Sun Life Financial Inc. and its affiliates have got a downgrade from the debt rating agency Moody’s Investors Service, just a day after the U.S. Federal Reserve made a pledge to keep the interest rates low right through 2014. Moody’s stated that the outlook on ratings of SLF as well as its US and Canadian affiliates was negative.
Sometime last month, Sun Life had decided to withdraw from selling fresh life insurance policies as well as variable annuities in the US. This change in strategy is because of the fact that insurance providers are trying to adapt to the low interest rates that have prevailed for a prolonged period of time and also due to the volatility in the stock markets.
Insurance companies are now trying to shift focus onto products that offer better returns.
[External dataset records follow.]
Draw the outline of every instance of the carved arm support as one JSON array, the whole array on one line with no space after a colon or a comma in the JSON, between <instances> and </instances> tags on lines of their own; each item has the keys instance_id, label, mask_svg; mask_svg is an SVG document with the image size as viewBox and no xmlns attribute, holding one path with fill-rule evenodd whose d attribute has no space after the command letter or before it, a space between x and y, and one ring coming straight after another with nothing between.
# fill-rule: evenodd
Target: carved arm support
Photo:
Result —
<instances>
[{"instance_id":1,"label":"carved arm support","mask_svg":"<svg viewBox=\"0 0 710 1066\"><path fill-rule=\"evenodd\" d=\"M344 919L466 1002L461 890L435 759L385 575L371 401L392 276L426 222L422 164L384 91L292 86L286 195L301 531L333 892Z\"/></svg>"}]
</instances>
Laura Bazer, Vice President & senior credit officer, Moody’s Investors Service, has stated that they viewed Sun Life U.S. as a ‘non-core run off operation’ due to the decline of its market presence in the US as a result of ‘termination of new businesses and ‘gradual runoff overtime’ of its variable annuity (VA), fixed annuity, as well as other institutional liabilities. Moody’s has stated that this decision may have a positive impact for the remainder of the operation in the long term, despite getting a negative for credit profile of US operations after being downgraded from A3 to Baa2.
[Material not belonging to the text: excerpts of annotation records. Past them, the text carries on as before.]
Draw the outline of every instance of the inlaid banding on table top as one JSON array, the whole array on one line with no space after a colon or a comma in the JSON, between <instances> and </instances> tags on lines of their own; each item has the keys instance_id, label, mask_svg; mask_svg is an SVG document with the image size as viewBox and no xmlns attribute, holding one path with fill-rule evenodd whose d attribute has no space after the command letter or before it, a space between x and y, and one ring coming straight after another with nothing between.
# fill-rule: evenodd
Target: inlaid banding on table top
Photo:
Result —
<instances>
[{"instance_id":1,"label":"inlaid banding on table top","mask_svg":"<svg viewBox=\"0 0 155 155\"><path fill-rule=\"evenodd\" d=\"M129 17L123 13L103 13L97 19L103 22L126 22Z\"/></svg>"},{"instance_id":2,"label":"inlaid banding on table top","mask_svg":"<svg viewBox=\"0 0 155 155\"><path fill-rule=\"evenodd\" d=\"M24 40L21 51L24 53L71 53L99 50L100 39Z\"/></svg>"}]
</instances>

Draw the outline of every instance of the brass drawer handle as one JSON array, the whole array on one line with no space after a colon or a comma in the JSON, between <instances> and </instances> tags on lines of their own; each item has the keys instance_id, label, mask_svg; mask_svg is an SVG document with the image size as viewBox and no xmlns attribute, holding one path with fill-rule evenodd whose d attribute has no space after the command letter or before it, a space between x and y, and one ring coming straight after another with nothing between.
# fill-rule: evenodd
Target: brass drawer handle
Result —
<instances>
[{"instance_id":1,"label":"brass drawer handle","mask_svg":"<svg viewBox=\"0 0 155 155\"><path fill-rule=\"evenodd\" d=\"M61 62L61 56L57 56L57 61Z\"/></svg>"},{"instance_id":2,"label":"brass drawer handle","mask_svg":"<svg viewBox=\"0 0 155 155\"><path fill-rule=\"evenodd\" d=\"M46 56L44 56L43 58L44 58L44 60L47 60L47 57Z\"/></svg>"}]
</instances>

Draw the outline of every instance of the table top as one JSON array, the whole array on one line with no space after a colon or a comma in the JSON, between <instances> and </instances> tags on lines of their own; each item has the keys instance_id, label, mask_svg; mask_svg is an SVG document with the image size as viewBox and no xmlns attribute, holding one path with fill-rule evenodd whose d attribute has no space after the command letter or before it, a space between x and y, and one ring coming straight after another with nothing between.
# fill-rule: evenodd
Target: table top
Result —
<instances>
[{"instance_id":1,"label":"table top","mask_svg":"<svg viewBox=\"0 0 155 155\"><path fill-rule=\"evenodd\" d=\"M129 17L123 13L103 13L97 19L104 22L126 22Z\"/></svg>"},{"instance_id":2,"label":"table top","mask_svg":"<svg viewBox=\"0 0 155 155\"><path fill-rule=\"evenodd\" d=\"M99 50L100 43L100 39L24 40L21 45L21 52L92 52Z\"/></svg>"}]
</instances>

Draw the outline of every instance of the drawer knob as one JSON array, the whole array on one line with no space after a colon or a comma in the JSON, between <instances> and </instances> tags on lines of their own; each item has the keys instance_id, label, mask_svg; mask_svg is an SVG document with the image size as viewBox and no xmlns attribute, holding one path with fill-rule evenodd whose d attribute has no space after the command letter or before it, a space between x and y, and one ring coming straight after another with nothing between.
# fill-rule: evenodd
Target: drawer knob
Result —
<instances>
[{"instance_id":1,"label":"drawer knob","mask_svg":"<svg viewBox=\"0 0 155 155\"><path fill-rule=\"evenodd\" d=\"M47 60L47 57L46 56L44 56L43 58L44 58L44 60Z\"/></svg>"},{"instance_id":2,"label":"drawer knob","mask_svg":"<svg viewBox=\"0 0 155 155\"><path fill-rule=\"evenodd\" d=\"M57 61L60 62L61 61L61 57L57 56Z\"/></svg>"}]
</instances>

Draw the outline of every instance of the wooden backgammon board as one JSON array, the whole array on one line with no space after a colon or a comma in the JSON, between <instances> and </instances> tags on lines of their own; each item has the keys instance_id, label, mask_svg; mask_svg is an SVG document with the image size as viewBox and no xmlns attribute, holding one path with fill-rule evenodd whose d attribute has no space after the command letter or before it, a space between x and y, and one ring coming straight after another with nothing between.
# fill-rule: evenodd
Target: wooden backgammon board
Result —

David Beattie, Vice President, Moody’s stated that the shutting down of the new VA sales would have serious and far-reaching implications with regard to the equity market and the ‘interest rate sensitivity’ inherent in VA products.
Moody’s has lowered the preferred rating of Sun Life from Baa2 to Baa3, reflecting a widening of the 3-notch differential, which had existed previously between the rating of ‘insurer’s Canadian operations’ and Sun Life’s ‘implied senior debt rating.’ According to Moody’s the widening gap was due to ‘weakening of the Sun Life’s credit profile’ as well as its affiliates in Asia and UK.
Added to this, Sun Life’s financial flexibility seems to have diminished as a result of significant accounting charges that were taken in 2011, which was primarily associated with the Sun Life US business. Due to this, SLF’s capital has been reduced, its financial leverage has increased, and the ‘debt service coverage ratio’ has decreased, stated Moody’s.
Moody’s also added that the negative outlook for SLF reflected the concerns regarding execution risks and runoff strategy for US businesses.